Dr. Laura Hammitt Calls for Sustained Investment in Indigenous Communities in New Lancet Profile

The Johns Hopkins Center for Indigenous Health is proud to announce that Dr. Laura Hammitt has a featured Profile in The Lancet Infectious Diseases. Hammitt has been with the Center as Director of Infectious Disease Prevention Programs since 2013, and has been a key leader within the Center’s COVID-19 response efforts. The one-page feature highlights Dr. Hammitt’s service to Indigenous communities. A brief excerpt follows:

In early 2020, Hammitt and the CIH team were on the ground for a rapid pandemic response, supporting testing and contact tracing and delivering supplies to households in isolation or quarantine. “It was the honour of a lifetime to be part of the COVID-19 response team and work alongside tribal leaders, healthcare providers, and community members to battle this virus,” Hammitt said. 
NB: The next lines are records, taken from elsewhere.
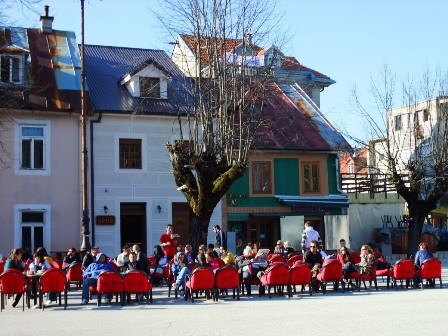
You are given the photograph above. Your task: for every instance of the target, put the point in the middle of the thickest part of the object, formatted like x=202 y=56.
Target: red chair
x=362 y=276
x=293 y=259
x=299 y=275
x=110 y=282
x=137 y=282
x=331 y=272
x=403 y=269
x=74 y=274
x=276 y=275
x=12 y=282
x=277 y=259
x=431 y=269
x=53 y=280
x=201 y=279
x=227 y=278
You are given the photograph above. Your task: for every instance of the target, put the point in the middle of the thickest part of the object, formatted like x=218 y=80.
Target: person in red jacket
x=168 y=241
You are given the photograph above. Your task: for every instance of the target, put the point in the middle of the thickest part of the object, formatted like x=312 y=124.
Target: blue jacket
x=94 y=270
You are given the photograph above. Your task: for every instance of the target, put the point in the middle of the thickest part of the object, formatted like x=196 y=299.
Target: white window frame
x=19 y=209
x=142 y=138
x=20 y=58
x=46 y=125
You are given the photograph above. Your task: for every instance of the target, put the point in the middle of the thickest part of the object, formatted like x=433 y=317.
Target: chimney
x=47 y=21
x=248 y=38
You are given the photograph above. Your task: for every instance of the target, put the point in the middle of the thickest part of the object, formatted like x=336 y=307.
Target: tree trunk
x=198 y=230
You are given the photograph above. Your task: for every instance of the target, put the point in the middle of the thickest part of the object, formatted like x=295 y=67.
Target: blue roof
x=105 y=68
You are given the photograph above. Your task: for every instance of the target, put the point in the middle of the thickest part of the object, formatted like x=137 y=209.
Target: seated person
x=182 y=271
x=132 y=264
x=90 y=257
x=422 y=254
x=70 y=259
x=123 y=257
x=214 y=260
x=227 y=256
x=246 y=269
x=314 y=260
x=279 y=248
x=91 y=274
x=189 y=254
x=289 y=249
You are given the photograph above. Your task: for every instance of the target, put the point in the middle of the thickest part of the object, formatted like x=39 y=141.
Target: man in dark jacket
x=91 y=274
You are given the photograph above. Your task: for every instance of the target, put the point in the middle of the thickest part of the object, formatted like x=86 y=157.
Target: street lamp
x=85 y=232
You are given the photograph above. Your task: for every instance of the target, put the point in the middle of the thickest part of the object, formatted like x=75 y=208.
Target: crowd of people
x=181 y=261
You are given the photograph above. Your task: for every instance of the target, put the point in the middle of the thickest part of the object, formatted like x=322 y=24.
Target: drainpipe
x=338 y=180
x=92 y=176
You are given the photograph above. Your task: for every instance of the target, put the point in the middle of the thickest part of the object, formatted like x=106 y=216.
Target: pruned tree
x=414 y=146
x=226 y=98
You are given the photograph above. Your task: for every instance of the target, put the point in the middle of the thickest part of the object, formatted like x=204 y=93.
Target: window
x=150 y=87
x=32 y=226
x=130 y=153
x=261 y=177
x=398 y=123
x=32 y=147
x=310 y=177
x=425 y=115
x=10 y=69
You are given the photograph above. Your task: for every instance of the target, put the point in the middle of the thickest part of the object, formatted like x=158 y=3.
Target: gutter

Dr. Hammitt also comments in the article on how sustained investments in countering health inequities are still needed:

“There are a myriad of socioeconomic factors and long-lasting effects from colonisation that vaccines alone cannot overcome,” she explains. “We need sustained investment in Indigenous communities to allow them to make improvements in the structural, economic, and social conditions that impact health.”

In a reflection on the article, Dr. Hammitt shared her gratitude to colleagues and communities in the following message:

“I’m deeply grateful to have so many colleagues at the Center for IndigenousHealth and in Indigenous communities around the country who are working with relentless determination to promote community-led well-being for Indigenous peoples. They have taught me how important it is to understand the history and the context. Inequities in social determinants of health are the common denominator for many infectious disease disparities and COVID-19 has made that even more apparent. In the past two years, people have given of themselves in ways no one imagined was possible. I am humbled by these stories of strength and optimistic that conditions are changing for the better.”